Left main stem stenting

Anthony H Gershlick
University Hospitals of Leicester

Address for correspondence:
Dr Anthony H Gershlick
Consultant Cardiologist
Clinical Sciences Department, Glenfield Hospital
Groby Road, Leicester, LE3 9QP, UK
Tel: +44-(0)116-256-3887 Fax: +44-(0)116-287-5792
Email: agershlick@aol.com

Unprotected stenosis of the left main coronary artery greater than 50% has traditionally been managed with coronary artery bypass surgery (CABG). There is now emerging evidence to support the use of percutaneous coronary intervention (PCI) with drug-eluting stents, especially in patients at high risk for surgery. However, the widespread use of PCI instead of CABG remains very controversial.

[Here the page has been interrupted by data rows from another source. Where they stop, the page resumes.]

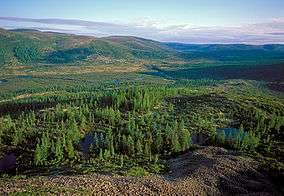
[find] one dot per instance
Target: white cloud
(267, 32)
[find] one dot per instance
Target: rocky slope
(206, 171)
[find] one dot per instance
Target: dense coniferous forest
(126, 105)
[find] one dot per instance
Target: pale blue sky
(195, 12)
(188, 21)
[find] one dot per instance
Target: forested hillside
(127, 106)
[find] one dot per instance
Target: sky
(187, 21)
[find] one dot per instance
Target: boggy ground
(205, 171)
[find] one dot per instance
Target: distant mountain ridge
(29, 46)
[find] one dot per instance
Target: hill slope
(29, 46)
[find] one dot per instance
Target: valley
(122, 114)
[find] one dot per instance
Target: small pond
(3, 81)
(25, 77)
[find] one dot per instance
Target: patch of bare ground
(206, 171)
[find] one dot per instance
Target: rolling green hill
(24, 46)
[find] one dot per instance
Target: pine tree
(130, 146)
(139, 148)
(58, 150)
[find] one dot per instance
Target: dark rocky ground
(206, 171)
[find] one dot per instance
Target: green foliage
(137, 171)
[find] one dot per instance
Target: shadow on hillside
(268, 73)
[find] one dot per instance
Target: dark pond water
(8, 162)
(3, 81)
(232, 133)
(25, 77)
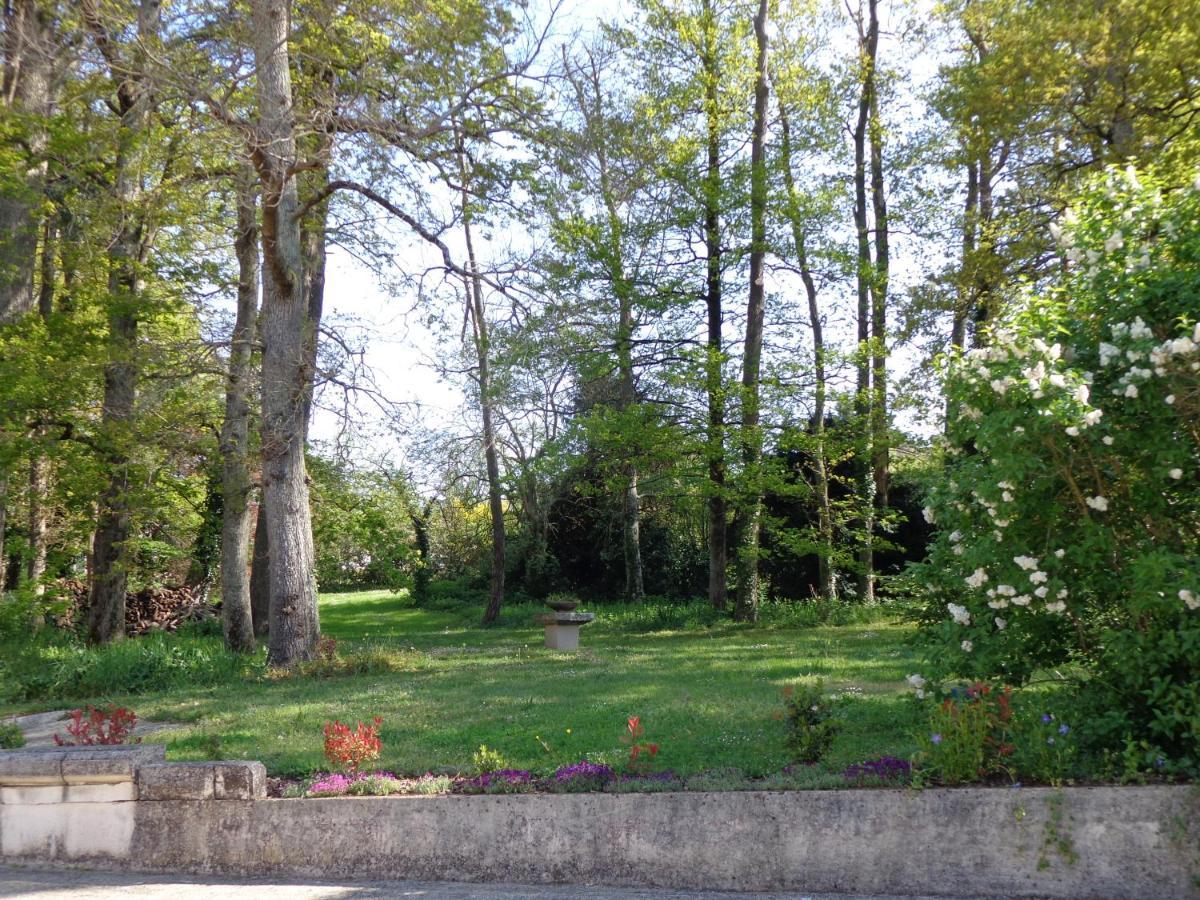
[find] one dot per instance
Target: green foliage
(11, 737)
(487, 760)
(1068, 511)
(361, 525)
(813, 720)
(63, 670)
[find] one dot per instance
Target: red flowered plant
(348, 749)
(641, 753)
(91, 726)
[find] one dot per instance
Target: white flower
(959, 613)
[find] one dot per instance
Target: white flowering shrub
(1068, 517)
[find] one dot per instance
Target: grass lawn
(443, 685)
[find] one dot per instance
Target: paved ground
(93, 886)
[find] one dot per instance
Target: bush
(811, 721)
(54, 667)
(1068, 511)
(11, 737)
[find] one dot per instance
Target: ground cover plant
(709, 696)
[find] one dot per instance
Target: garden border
(125, 809)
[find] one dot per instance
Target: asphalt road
(76, 885)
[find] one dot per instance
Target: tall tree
(750, 514)
(29, 49)
(294, 624)
(868, 47)
(235, 481)
(127, 253)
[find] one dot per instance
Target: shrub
(969, 736)
(1068, 511)
(11, 737)
(348, 749)
(811, 721)
(641, 753)
(91, 726)
(487, 760)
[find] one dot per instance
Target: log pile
(148, 610)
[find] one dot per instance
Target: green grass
(443, 685)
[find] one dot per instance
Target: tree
(294, 624)
(751, 358)
(235, 481)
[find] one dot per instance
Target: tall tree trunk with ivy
(826, 583)
(294, 623)
(126, 257)
(750, 509)
(477, 315)
(235, 480)
(714, 359)
(868, 45)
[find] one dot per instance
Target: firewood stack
(148, 610)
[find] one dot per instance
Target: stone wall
(210, 819)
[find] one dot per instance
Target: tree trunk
(473, 287)
(126, 255)
(313, 255)
(261, 576)
(294, 623)
(4, 531)
(28, 59)
(751, 359)
(868, 42)
(880, 421)
(718, 503)
(826, 586)
(235, 479)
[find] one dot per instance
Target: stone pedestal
(563, 629)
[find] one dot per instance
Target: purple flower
(583, 769)
(885, 768)
(502, 777)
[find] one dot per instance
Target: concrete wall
(1096, 841)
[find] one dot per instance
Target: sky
(400, 349)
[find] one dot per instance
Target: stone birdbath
(563, 624)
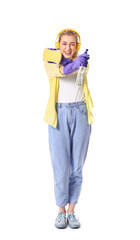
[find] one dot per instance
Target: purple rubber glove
(65, 61)
(81, 60)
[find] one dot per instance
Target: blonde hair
(70, 33)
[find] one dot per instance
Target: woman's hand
(81, 60)
(65, 61)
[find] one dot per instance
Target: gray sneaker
(61, 221)
(73, 220)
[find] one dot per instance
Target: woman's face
(68, 46)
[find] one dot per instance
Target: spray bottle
(80, 74)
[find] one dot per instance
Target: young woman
(69, 119)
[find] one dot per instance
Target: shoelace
(61, 217)
(72, 217)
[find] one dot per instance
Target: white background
(108, 206)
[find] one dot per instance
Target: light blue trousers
(68, 144)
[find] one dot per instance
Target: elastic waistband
(71, 104)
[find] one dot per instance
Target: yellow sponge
(53, 55)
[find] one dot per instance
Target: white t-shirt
(68, 90)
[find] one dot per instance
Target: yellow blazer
(53, 73)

In this issue, an interventional cardiologist discusses this question and presents his own perspective on the appropriate selection of therapeutic strategy. The available evidence is reviewed and summarized and some of the unanswered questions are highlighted. Several large clinical trials comparing percutaneous to surgical intervention are currently in progress and the results of these will help clarify the situation.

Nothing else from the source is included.